Detailed operations

Detailed operations#

Overview#

This section explains what are the main operations in details.

Please have a look at the more concepts section, the following documentation relies heavily on it.

Install#

The install operation is using a package specification to add/install additional packages to a target prefix.

The workflow for that operation is:

%%{init: {'themeVariables':{'edgeLabelBackground':'white'}}}%% graph TD style start fill:#00000000,stroke:#00000000,color:#00000000; config[Compute configuration fa:fa-link] fetch_index[Fetch repositories index fa:fa-unlink] solve[Solving fa:fa-unlink] fetch_pkgs[Fetch packages fa:fa-unlink] extract[Extract tarballs fa:fa-unlink] link[Link fa:fa-link] stop([Stop]) start-->|User spec|config; config-->fetch_index; fetch_index-->solve; solve-->fetch_pkgs; fetch_pkgs-->extract; extract-->link; link-->stop; click config href "../user_guide/configuration.html" click link href "./more_concepts.html#linking"

See also: package tarball

The package installation process#

When a package gets installed, several steps are executed:

  • the package is downloaded and placed into the $ROOT_PREFIX/pkgs folder

  • the package is extracted

  • the package is “linked” from the pkgs folder into the final destination

When the package is linked to the final destination (for example, some newly created environment), most files are “hard”-linked.
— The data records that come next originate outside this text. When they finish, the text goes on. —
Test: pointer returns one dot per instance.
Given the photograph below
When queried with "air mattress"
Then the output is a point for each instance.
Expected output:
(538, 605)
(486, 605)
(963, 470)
That means, there is no copy of the file created. This saves a considerable amount of disk-space when re-using the same package in multiple environments.

However, sometimes a text-replacement is necessary. This is the case when a file contains a reference to the prefix. On Unix systems a very long prefix is used during build (you might have seen something like _h_123123_placeholder_placeholder_placeholder...). This very long prefix is stored in the metadata of the package. When a file contains this prefix, the file is copied into the target prefix and the prefix it is replaced. In text files, this is done via a simple string replacement, and in binary files the string is padded with \0 bytes (to keep the same total length of the file). Binary replacement on Windows is usually not necessary because dynamic library loading on Windows follows different rules.

When installing a noarch: python package, the installation process will compile all .py-files into Python bytecode (.pyc) files.

All installed files are later referenced in the $TARGET_PREFIX/conda-meta/mypkg-version-build.json file, to facilitate the removal (e.g. when upgrading or removing a package).

If the package contains a menu/*.json entry that follows the spec introduced by menuinst, a start-menu entry is created on Windows. This is currently not implemented on Linux or macOS but that might change in the future.